Michael Back, founder and CEO of Toronto startup Honk, uses the company app at a parking lot in Toronto's Liberty Village. Honk Ryan Francoz Honk

Back, a 42-year-old serial entrepreneur, ran a payments company from 2001 until 2013, when he sold it. He then started work on an app that makes it easier for drivers to find and pay for spots.

That app is HonkMobile. It shows on-street meter spots and off-street lots and the price per hour or day at more than 550 locations across the Greater Toronto Area. The goal is to connect anyone who owns a spot – from a single stall in a condo to a lot with a few thousands spots – with drivers.

"It is a broken transaction," says Back. "If you think about parking, you have an industry that was stuck in the 1950s … it was pretty much the only thing you couldn't find on the Internet."

HonkMobile brings all parts of the parking ecosystem under one umbrella, similar to what Uber did for transportation. Rover, another popular app launched last year, is strictly for personal unused parking spaces. The Green P parking app is only for Green P lots in Toronto. "We're the only app that lets you buy the commercial inventory, private inventory and reserve it in advance," says Back.

If the idea sounds familiar, it is because Back was featured on CBC's Dragons' Den, where he made a deal. It fell through, so the company instead raised $3-million from a venture capital firm by the end of 2015.

Honk charges a lot operator a transaction fee, and the price for using the app to pay for the spot is often the same as paying at the lot. The benefit to the operator: The app increases business by making drivers aware of the lot.

"We're changing the business by creating more operators and giving them the ability to make more money," says Back.

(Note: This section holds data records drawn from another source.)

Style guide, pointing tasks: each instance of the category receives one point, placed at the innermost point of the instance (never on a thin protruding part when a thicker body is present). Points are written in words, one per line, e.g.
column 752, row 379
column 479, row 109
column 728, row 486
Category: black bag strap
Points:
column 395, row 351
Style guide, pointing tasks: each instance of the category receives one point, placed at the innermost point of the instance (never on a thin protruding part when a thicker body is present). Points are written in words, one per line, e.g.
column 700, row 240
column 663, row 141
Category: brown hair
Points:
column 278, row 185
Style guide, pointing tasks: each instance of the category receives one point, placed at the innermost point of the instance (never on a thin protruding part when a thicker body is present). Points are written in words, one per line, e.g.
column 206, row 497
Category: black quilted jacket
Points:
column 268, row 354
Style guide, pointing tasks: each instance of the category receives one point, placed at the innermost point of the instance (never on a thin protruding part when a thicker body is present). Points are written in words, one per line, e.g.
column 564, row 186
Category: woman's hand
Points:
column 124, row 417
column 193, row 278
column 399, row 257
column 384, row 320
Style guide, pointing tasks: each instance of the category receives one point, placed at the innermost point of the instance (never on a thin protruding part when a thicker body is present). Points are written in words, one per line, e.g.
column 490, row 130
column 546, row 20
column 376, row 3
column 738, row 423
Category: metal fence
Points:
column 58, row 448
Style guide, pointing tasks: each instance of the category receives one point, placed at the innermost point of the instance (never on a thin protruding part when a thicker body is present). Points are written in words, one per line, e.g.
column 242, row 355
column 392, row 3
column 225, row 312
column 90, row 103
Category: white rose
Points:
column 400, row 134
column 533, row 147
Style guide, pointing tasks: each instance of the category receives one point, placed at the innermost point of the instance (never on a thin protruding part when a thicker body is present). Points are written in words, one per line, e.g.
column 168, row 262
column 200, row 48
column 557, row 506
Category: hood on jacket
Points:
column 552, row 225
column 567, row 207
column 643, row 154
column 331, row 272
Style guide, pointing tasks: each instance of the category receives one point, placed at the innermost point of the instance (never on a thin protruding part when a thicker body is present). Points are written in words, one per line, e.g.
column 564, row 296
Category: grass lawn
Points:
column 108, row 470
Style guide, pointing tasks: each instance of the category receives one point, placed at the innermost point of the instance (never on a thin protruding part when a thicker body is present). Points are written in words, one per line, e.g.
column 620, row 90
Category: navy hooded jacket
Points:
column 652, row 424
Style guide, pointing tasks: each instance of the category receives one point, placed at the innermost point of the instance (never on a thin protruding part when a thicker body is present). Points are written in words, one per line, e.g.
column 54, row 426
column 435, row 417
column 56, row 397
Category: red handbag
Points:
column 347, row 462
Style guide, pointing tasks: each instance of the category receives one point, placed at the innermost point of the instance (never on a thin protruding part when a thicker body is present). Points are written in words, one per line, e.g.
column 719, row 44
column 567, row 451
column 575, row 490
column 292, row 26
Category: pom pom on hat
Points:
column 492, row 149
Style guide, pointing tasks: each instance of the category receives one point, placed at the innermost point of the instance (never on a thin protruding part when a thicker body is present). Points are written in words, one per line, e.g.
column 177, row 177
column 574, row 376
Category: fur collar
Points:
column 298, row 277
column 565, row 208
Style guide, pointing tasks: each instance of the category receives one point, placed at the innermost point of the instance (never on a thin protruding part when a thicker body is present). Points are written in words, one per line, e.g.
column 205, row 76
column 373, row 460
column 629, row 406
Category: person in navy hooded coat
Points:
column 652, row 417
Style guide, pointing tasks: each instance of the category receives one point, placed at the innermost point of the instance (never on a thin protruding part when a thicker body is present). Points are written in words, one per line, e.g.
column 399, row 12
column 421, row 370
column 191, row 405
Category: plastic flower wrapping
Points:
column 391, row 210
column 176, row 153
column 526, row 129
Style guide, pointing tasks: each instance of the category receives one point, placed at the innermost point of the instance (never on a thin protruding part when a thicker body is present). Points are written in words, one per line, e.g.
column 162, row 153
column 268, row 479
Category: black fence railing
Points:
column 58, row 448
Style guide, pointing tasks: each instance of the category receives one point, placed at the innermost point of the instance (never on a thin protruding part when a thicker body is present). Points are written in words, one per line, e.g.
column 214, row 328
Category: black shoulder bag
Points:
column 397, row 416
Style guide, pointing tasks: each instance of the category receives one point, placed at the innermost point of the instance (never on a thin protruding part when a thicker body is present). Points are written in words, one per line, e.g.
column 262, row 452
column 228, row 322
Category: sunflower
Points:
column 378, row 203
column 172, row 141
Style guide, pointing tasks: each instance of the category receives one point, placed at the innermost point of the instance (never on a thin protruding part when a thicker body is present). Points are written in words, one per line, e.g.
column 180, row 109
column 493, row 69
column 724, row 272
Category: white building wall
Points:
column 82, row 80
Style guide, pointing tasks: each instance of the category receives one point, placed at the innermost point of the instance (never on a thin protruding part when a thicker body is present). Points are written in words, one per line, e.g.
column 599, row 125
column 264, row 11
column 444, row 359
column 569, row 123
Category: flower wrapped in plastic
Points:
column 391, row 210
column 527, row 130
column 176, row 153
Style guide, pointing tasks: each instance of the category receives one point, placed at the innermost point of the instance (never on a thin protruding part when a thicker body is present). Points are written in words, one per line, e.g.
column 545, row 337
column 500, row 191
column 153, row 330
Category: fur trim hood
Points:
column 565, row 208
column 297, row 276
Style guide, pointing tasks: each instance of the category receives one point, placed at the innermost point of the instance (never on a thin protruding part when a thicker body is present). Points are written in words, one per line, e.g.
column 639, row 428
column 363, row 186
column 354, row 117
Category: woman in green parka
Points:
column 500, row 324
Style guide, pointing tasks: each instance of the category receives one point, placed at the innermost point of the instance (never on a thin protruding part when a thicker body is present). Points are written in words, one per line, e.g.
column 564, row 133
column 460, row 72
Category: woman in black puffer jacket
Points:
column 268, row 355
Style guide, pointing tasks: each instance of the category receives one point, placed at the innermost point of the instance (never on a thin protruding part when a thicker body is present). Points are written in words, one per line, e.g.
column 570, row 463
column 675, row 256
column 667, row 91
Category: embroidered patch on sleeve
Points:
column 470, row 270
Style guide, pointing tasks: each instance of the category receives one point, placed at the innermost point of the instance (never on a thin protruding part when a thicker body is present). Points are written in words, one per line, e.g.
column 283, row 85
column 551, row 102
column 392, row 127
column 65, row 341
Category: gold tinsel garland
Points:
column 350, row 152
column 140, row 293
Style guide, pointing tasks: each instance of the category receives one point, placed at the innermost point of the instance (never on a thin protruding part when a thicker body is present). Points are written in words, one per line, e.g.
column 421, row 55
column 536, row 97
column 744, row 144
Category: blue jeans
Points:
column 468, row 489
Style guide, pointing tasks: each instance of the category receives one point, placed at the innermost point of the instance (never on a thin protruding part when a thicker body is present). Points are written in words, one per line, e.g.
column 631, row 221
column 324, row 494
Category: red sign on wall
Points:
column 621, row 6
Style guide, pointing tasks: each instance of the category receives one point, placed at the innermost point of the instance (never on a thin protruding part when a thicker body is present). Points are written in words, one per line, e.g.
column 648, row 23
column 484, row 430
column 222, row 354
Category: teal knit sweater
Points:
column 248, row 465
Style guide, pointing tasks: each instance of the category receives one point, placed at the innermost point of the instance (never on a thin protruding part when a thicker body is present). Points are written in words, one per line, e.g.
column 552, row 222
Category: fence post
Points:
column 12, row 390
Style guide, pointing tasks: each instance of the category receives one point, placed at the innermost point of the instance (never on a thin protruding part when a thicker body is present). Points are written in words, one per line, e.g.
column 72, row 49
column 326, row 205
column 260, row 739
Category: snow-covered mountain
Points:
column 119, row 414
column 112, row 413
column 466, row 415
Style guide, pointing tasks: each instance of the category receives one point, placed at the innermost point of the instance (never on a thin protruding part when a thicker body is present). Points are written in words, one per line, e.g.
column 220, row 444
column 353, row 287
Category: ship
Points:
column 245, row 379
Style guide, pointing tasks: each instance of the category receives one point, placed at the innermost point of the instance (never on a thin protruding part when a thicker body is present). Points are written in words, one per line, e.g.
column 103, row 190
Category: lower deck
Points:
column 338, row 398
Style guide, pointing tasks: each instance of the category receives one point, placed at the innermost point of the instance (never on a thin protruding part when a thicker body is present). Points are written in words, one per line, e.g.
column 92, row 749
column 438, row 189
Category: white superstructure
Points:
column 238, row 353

Back hopes the app will change driver habits, prompting people to start looking for spots sooner and making decisions about whether they want the closest spot or a cheaper spot a block away. Not only can the app save a driver from time spent circling, there's no more fumbling with coins – users input their license plate information and pay through the smartphone. Users also get a warning sent through e-mail 15 minutes before the payment runs out.

Just as Airbnb and Uber have changed lodging and transportation – allowing people to make money from their home or car – Honk aims to do the same for parking. The idea is to think of an empty parking spot as available real estate.

"We have a tire store, during the day it has bays … but, at night, they close for business and turn the real estate into paid parking," Back says. "We do churches, schools, right down to people's driveways."

The app includes about a dozen universities, parkades in downtown Toronto and city parking in Oshawa – including spots on the street. In that city, drivers can pay with their phones and don't have to rush out to refill the meter. The system used by parking enforcement officers won't let them write tickets during the payment period.

However, HonkMobile won't be facilitating transactions in which motorists parked in free street spots sell them. This is how Haystack, an app created by a Baltimore man, worked. People sold access to public parking spaces through Haystack, which took a cut of each transaction. There was a public outcry and Boston city council eventually banned the company from making money on a public resource.

HonkMobile fully launched at the end of 2014 and today has more than 50,000 spots in more than 600 locations – and is expanding into the United States.

"It's not just an app, not just parking, it is a whole new way to deal with the parking transaction," Back says. "Why not know where your parking spot is before you get there?"